While the overall allocation is sizable, the current fragmented system suggests that the government will be streamlining financial resources, reducing duplication of benefits, and spending more effectively than before.

Moreover, spending on social security initiatives can spark a multiplier effect because direct fiscal injections such as welfare assistance provide short-term cash liquidity to lower income households that are more vulnerable to income shocks – for example, retrenchment – and have higher propensity to consume.
Every ringgit spent on social security is estimated to contribute more than RM2 to the national GDP.

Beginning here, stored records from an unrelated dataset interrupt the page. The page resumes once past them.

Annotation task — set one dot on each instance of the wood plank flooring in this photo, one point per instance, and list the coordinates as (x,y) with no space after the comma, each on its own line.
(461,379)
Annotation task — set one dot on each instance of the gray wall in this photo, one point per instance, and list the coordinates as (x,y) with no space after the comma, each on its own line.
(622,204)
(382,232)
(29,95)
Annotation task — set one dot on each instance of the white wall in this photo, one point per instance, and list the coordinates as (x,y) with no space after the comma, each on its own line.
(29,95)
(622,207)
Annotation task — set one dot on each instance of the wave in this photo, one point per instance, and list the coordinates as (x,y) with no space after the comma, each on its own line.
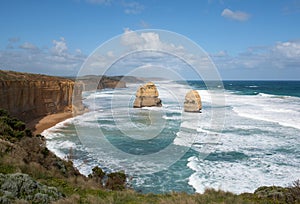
(239,177)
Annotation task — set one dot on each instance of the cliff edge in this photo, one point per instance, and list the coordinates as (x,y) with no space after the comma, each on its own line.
(30,96)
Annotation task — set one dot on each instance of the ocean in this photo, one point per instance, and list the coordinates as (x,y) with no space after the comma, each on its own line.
(246,136)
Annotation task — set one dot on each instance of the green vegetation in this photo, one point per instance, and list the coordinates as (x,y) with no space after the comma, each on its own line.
(21,152)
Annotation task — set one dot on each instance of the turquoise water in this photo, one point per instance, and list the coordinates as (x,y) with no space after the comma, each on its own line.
(249,140)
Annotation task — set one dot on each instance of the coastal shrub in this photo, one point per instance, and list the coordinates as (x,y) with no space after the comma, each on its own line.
(3,112)
(97,174)
(116,181)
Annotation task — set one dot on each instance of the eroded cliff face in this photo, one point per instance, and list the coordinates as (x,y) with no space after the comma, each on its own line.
(29,96)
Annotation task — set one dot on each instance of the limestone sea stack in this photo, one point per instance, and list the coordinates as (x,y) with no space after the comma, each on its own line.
(147,96)
(192,102)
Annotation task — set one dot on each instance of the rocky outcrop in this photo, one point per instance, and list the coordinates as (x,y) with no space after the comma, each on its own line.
(147,96)
(21,186)
(192,102)
(30,96)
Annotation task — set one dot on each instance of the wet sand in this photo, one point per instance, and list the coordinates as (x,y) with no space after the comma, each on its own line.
(41,124)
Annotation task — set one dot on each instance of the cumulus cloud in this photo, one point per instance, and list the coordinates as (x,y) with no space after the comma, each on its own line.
(60,47)
(235,15)
(13,39)
(277,58)
(132,7)
(99,2)
(28,46)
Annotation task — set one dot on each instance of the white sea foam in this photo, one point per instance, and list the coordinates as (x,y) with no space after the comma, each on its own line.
(239,177)
(284,111)
(255,127)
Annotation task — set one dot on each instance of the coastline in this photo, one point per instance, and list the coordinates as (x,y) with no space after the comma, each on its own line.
(39,125)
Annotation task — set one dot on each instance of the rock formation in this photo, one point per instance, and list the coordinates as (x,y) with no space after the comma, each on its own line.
(147,96)
(30,96)
(192,102)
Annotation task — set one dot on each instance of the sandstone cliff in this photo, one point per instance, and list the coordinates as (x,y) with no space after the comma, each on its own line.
(30,96)
(192,102)
(147,96)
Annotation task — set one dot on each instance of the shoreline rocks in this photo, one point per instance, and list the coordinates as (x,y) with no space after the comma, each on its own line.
(147,96)
(192,102)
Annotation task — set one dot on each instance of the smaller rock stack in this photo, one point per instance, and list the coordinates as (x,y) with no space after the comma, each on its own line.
(192,102)
(147,96)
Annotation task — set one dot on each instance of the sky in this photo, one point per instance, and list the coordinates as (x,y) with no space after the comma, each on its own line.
(246,39)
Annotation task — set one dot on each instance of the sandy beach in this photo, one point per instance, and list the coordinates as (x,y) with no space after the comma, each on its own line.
(41,124)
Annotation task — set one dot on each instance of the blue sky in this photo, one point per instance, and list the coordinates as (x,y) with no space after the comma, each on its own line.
(247,39)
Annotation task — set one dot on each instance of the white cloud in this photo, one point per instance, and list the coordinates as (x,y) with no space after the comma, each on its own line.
(28,46)
(132,7)
(13,40)
(129,7)
(235,15)
(57,60)
(60,47)
(282,55)
(99,2)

However, we should also build direct linkages between social assistance and labour market interventions to provide longer-term solutions on poverty, income inequality and rising cost of living – in line with the Mampan (sustainability) component in Madani.
Similar to the “job search allowances” under Pertubuhan Keselamatan Sosial (Social Security Organisation), better known as PERKESO, the income support provided to retrenched workers are designed together with incentive structures and access to employment services under MYFutureJobs for better career outcomes and wage growth.
The model can be further extended to other programmes in the national budget through agile and coordinated delivery services across related implementing agencies.
Longer-term returns to the government are also possible when social security spending is packaged together with commitments to reform old social security legislations and build supporting infrastructure.
These transitional cash assistances reduce the costs and ease the acceptances among workers and employers through the policy changes.
In return, the government will have also addressed structural challenges in the labour market such as large social protection coverage gap for informal workers, low female labour participation and high unemployment among youth, in their policy announcements.
With these considerations and the rakyat in mind, PERKESO welcomes the opportunity to collaborate with all related stakeholders on social security policies in the upcoming Budget 2023 to ensure that we protect the people, especially the most vulnerable.